Zgodnie z opublikowanymi w poniedziałek danymi, wskaźnik cen konsumpcyjnych CPI wzrósł w ostatnim miesiącu minionego roku do 7,35 proc. wobec grudnia 2018 r. przebijając znacząco górne widełki zakładanego przez Bank Rezerw Indii przedziału 2-6 proc. Był to największy wzrost wskaźnika od lipca 2014 r. Odczyt okazał się też wyższy od mediany prognoz ekonomistów, która kształtowała się na poziomie 6,7 proc. Miesiąc wcześniej wskaźnik CPI wyniósł 5,5 proc.

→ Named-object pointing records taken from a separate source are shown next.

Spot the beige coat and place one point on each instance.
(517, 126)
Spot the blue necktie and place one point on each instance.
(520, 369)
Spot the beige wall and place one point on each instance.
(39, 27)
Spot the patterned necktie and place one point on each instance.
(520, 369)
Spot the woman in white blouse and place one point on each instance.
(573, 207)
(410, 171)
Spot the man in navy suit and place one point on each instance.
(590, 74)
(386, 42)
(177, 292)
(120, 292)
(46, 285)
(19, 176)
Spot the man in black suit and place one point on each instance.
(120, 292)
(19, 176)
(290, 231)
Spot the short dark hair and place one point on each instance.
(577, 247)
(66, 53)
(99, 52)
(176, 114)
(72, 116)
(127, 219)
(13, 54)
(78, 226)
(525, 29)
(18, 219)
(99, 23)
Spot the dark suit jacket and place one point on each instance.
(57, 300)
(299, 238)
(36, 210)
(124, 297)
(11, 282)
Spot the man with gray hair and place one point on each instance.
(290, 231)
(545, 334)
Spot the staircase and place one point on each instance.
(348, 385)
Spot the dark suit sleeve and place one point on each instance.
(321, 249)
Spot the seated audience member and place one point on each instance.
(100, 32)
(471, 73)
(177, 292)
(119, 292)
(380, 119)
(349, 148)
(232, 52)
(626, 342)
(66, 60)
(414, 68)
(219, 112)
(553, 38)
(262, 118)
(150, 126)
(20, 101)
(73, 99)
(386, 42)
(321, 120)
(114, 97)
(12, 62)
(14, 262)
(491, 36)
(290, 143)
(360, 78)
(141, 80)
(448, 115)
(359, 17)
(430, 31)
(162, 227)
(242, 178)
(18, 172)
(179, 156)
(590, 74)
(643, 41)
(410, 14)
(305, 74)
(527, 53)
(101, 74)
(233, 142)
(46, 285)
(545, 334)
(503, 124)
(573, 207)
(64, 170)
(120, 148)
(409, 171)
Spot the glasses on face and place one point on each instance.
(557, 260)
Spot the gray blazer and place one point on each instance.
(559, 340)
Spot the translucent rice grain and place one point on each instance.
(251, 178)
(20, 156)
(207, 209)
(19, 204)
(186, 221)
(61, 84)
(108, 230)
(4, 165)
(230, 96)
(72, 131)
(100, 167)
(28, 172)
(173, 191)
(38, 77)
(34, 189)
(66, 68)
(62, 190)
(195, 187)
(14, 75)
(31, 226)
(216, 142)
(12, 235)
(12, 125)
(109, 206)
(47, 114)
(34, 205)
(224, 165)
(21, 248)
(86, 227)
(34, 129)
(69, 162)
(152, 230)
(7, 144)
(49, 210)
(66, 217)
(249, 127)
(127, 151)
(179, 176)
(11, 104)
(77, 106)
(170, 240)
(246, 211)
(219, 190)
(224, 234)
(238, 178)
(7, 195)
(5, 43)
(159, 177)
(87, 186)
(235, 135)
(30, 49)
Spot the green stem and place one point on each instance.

Inflacja bazowa, nie obejmująca elementy podatne na silne wahania jak ceny żywności i paliw, wzrosła w grudniu o 3,75 proc. wobec 3,5 proc. w listopadzie.
Inflacja cen żywności wyniosła aż 14,12 proc. zaś żywności i napojów 12,16 proc.
Inflacja prawdopodobnie utrzyma się kilka miesięcy na tak wysokim poziomie, zanim spadnie poniżej 6 proc. górnej granicy zakresu docelowego RBI. To wyklucza obecnie naszą oczekiwaną obniżkę stóp o 15 pb w kwietniu, a następnej obniżki stóp można się spodziewać najwcześniej w czerwcu, ponieważ do tego czasu inflacja spadnie poniżej 6 proc. – powiedział Abhishek Gupta, jeden z indyjskich ekonomistów.